Seen this happening on 2 nodes , same spec

Thanks in advance

2 Likes

Yes. Absolutely! I don’t know if it’s due to the high number of deletions, the high number of repairs, or the high number of potatoes.

3 Likes

@Alexey - you able to report this back ?

No differece between 136 and 137 software here, everything working smooth. However, there is a never seen amount of egress atm. Maybe piecestore can’t handle the high load? All my nodes are migrated to hashstore.

3 Likes

for me everything looks good too. my CPU usage just raised about 2% for 6 Nodes. And this is only due to “high” egress. All my Linux Docker nodes are in good condition

Loads look normal for me. If the load is high in ‘top’: look at the iowait/“wa” field to see if it’s high too. If so then your applications are likely waiting on your HDD. ‘iotop’ will tell you what’s going on.

2 Likes

there’s been more repair egress traffic on most of my nodes.

I had my hard drives suffering yesterday. Part of it was due to partially migrated nodes trying to run the used space file filewalker at the same time as the increased traffic

Likely yes. This is one of the reasons, why hashstore was implemented.

@ItsHass Did you migrate to hashstore? Perhaps it’s time. I would expect that the repair traffic will only rise.

Why tho? Was there a change on the satellites? I saw high amount of audits two days before the big spike, was there a manuell File Check?

The Production Cloud Global:

I think, that it might be implemented via repairs. For example, the team member uploaded their raw video to the bucket in the USA, but their colleagues editors, colorists, etc. are in Europe. To ensure quick access, file pieces must be distributed in both the USA and Europe.

3 Likes

Best simple guide to migrate ?

Additional parameters:

1 Like

machine requirements different to support hashtables/store ?

This has nothing to do with the storage node software, healthy or hashstore migration.

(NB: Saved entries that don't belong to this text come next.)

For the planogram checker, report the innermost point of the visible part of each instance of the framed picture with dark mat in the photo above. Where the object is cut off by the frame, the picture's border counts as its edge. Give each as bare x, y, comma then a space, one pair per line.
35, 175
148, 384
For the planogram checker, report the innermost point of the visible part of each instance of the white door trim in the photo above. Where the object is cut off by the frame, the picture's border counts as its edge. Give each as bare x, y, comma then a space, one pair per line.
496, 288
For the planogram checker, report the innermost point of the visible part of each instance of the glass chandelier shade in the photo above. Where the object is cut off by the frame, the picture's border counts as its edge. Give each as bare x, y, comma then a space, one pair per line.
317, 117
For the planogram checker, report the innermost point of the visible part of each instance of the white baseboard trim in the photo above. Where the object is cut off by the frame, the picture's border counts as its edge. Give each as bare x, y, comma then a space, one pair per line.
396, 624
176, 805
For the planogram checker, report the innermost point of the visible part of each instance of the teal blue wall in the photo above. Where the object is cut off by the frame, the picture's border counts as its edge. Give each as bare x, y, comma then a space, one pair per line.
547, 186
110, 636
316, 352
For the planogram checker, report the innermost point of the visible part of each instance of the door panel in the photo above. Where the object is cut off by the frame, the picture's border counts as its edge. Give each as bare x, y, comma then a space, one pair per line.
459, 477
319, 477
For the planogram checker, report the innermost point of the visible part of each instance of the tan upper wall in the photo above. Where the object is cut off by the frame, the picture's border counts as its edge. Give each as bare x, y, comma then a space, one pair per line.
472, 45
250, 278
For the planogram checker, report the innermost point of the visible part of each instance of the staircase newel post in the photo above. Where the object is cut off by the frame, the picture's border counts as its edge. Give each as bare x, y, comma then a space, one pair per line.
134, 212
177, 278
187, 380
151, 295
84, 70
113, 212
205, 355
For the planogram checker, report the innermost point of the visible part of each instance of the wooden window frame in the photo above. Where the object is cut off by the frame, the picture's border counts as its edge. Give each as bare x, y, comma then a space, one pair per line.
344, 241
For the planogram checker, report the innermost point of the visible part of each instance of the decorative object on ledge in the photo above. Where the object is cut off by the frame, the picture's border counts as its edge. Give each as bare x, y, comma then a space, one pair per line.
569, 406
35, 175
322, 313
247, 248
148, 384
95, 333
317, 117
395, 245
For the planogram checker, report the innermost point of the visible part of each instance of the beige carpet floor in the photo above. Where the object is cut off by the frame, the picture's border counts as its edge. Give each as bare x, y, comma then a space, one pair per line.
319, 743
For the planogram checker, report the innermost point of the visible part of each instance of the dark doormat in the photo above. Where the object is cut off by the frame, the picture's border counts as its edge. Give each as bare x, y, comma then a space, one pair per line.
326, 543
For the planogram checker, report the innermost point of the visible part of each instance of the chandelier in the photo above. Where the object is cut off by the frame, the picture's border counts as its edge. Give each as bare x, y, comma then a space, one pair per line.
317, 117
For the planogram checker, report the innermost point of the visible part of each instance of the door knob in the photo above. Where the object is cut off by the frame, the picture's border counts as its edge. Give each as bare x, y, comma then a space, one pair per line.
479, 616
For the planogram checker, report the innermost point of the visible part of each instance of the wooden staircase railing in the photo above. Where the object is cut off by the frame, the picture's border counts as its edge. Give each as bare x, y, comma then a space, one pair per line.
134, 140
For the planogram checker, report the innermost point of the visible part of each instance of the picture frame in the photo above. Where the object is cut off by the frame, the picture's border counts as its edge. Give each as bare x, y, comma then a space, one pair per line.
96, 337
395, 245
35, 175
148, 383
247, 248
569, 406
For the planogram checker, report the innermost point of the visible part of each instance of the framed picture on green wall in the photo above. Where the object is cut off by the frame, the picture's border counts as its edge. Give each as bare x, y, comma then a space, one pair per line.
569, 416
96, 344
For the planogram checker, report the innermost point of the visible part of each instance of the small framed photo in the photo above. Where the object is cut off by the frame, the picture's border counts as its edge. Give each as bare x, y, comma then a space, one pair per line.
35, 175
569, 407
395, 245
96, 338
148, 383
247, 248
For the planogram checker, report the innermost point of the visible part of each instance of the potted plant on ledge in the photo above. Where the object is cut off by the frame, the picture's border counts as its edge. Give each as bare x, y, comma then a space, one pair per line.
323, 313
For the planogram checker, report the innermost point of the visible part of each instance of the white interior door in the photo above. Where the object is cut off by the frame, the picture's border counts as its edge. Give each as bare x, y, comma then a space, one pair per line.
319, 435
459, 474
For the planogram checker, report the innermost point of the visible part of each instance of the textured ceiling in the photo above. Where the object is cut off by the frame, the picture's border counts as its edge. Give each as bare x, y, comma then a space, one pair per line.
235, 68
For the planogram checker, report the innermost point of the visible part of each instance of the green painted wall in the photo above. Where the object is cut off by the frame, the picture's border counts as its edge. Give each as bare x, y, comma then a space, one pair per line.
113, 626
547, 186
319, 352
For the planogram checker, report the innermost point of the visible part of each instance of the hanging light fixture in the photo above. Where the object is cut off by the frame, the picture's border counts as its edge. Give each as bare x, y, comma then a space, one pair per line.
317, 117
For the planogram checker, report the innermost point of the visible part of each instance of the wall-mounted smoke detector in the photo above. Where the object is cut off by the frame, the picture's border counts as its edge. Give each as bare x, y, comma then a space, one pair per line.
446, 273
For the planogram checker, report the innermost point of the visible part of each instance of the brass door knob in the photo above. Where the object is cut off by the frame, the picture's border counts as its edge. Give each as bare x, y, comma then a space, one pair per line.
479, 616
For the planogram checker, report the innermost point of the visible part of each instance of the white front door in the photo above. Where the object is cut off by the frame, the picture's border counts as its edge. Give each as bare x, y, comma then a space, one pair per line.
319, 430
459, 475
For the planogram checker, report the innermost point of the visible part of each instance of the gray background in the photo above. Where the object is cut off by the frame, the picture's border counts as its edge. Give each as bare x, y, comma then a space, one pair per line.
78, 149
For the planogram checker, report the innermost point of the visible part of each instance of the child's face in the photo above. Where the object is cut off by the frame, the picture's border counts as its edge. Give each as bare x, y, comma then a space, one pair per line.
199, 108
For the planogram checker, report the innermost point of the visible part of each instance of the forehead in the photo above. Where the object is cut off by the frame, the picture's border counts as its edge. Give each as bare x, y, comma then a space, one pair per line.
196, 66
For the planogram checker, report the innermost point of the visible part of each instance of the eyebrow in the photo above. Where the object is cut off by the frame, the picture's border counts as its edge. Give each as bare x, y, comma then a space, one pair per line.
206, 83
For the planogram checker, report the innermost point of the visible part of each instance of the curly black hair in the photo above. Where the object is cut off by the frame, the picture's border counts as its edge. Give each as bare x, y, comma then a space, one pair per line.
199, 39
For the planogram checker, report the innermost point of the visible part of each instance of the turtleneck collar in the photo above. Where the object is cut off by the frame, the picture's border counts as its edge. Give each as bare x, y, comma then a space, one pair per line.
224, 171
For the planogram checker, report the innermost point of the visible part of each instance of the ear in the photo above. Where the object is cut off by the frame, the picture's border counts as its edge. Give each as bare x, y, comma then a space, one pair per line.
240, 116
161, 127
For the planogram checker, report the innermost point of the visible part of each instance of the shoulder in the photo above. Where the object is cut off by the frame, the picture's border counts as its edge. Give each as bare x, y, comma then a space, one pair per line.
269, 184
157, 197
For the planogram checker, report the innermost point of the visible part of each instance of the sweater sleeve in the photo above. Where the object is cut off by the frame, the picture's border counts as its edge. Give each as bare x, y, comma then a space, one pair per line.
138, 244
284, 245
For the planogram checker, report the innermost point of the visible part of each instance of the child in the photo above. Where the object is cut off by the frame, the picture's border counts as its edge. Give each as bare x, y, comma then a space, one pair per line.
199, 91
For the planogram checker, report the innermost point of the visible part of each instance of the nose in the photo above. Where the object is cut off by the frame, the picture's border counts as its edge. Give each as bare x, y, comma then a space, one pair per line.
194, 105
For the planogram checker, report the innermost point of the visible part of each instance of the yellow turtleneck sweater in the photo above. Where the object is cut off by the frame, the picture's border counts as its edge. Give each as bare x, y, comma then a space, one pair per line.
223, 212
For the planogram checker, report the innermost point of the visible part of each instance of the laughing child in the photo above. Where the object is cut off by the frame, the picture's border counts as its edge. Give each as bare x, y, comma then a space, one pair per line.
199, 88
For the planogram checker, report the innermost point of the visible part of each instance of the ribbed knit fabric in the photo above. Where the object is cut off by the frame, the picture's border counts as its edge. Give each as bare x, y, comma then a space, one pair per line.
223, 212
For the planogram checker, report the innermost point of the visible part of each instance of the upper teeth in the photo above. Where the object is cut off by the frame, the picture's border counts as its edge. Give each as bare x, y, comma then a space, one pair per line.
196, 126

A few months ago we decreased the RS settings from 29/43/65/110 down to 29/46/49/70. The reduced the storage expansion factor from 65/29 to 49/29. The downside is that each file has to get repaired more often. It doesn’t happen right away because old files take months to enter the repair queue and when they do they get migrated to the new RS settings. Slowly over time the repair traffic goes up.

Last week we noticed that the repair queue of US1 has grown to the point that we do need to scale up repair workers. No customer data is at risk. Even the worst segments on the repair queue still have enough pieces to not worry about it. If we don’t scale up the repair workers this repair queue bell curve might move closer to the minimum threshold until eventually a segment gets lost. Thats why we are scaling up repair workers and keep observing the situation.

10 Likes

If it is just normal repair traffic why don’t we see the same increase on the ingress side?

46/49 sounds… tight. I guess the network has been reliable enough that potentially paying for a bit more repair… is better than for-sure constantly paying SNOs for 65/29 instead of 49/29?

Fair enough.

Repairs are only replacing some pieces… but the system still has to download the minimum number to recreate them. Like if the repair system needs to replace 3 pieces of some data it still has to download 29 existing pieces to regenerate those 3.

So we probably are seeing increased ingress… it’s just small because it only covers a low count of freshly-regenerated pieces (while egress needs to always send those 29 out first)

At least that’s how it works in my head :wink: - a Storjling will correct me…

2 Likes

from 65/29 to 49/29 will be a lot of deletions.. 25% less data for all nodes

At least I know understand why my nodes have seen no growth for month. There should be better communication about such fundamental changes.

2 Likes

So you are telling us, that all that is manual labor and not automated? Isn’t that a bit problematic?